Success in Color

As students arrived to the brunch, they checked in and received a nametag. (Amina Lampkin/The Black Explosion)

As students arrived to the brunch, they checked in and received a nametag. (Amina Lampkin/The Black Explosion)

University of Maryland students networked over brunch the morning of Feb. 23 in Stamp’s Colony Ballroom with employers from a variety of industries.

In its third year, the Brunch for Success, hosted by the Student Success Leadership Council and the University of Maryland Career Center, gives students the chance to have in-depth conversations with employers that will create long-lasting impressions.

“The idea came from a student who was frustrated standing in a line of 40, 50 people, with only 30 seconds to sell themselves,” said Tony Randall, senior manager for Maryland’s Student Success Initiative, and advisor to SSLC.

The Brunch for Success aims to level the playing field for students of color who may not have the same access to opportunity to meet with these employers as their white counterparts. This is in alignment with SSLC’s goal to increase the retention rates of Maryland’s Black population.

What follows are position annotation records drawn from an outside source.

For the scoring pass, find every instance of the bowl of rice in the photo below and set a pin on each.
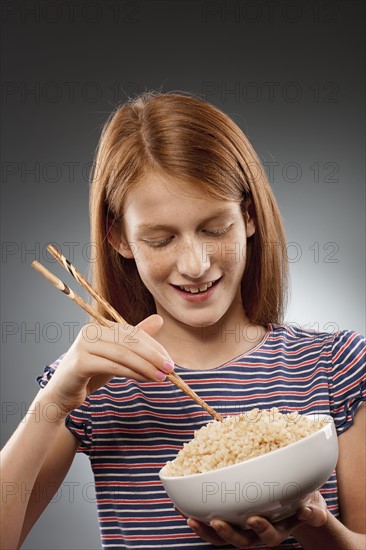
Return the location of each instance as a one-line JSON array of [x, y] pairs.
[[261, 462]]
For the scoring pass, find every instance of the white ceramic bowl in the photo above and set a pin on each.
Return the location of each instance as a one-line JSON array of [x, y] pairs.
[[272, 485]]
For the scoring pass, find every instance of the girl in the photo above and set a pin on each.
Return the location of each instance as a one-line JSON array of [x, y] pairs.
[[189, 246]]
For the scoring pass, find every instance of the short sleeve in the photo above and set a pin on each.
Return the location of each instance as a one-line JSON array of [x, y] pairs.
[[348, 377], [79, 421]]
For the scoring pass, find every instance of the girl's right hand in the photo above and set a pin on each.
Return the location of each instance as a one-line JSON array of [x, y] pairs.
[[100, 353]]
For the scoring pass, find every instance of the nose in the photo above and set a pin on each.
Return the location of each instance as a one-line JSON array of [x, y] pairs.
[[191, 260]]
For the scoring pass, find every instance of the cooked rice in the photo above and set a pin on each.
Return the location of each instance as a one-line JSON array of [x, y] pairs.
[[238, 438]]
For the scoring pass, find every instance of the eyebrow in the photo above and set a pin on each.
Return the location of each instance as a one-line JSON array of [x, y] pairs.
[[149, 226]]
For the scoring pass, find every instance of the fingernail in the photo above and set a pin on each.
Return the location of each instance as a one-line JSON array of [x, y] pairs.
[[168, 365], [305, 513], [255, 524]]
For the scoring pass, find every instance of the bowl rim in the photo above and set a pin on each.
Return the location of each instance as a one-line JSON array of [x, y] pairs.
[[321, 416]]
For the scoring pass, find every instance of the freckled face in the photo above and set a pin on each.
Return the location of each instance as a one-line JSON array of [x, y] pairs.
[[189, 250]]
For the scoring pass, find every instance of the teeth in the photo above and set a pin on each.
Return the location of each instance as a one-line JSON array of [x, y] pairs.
[[195, 290]]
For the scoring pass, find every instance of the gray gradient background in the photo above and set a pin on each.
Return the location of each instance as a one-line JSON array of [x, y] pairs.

Companies in attendance came from a range of fields like engineering, public service, computer science and communications. Some of the companies in attendance included Yelp!, Prince George’s County Fire Department, Future Housing Leaders and PepsiCo.

These companies have a specific desire to hire students of color, said Randall. But getting in contact with these companies was the biggest challenge, said Hope Randolph, senior kinesiology major and Brunch for Success committee co-chair.

Antoinette Brimmer, a senior communications and criminology and criminal justice double major, attended the event with hopes of finding a post-grad job.

Employers at the brunch talked about their companies, engaged with students about their interests and offered tips on how to “land the job.”

“If there were three words I would use to describe the ideal candidate, they would be goal-driven, strategy and communication,” said Julie Welde, a solutions sales associate with Optum, a healthcare solutions company.

With the resources available between SSLC and the Career Center, Randall believes students have everything they need to be successful. Randall encourages students to “jump out of their comfort zone.”

Not only were students in attendance, but so was Tim Bryson, career development program director in the athletics department. Working with approximately 520 Maryland varsity athletes, Bryson promotes student athletes as job candidates who can diversify a company’s talent pool.

“When I meet with students, we’re thinking about your identity within the sport and outside the sport,” Bryson said. “Some of these are social identities like race, gender, sexuality, and religion. What aspects of yourself contribute to form who you are and the careers you want to go to when you’re done playing your sport?”

With approximately 50 percent of Maryland’s athletes being students of color, Bryson’s goal of assisting athletes aligns with SSLC’s mission to increase retention rates for students of color on campus.

Knowing who you are is a major key when it comes to meeting with employers. As a student, Brimmer is learning how to “humble brag” about her accomplishments because they are what make her stand out.

“You have to come with confidence,” Brimmer said. “You definitely are your own biggest supporter … also you want to be kind and be a good listener, absorb what [employers] are saying when they speak to you.”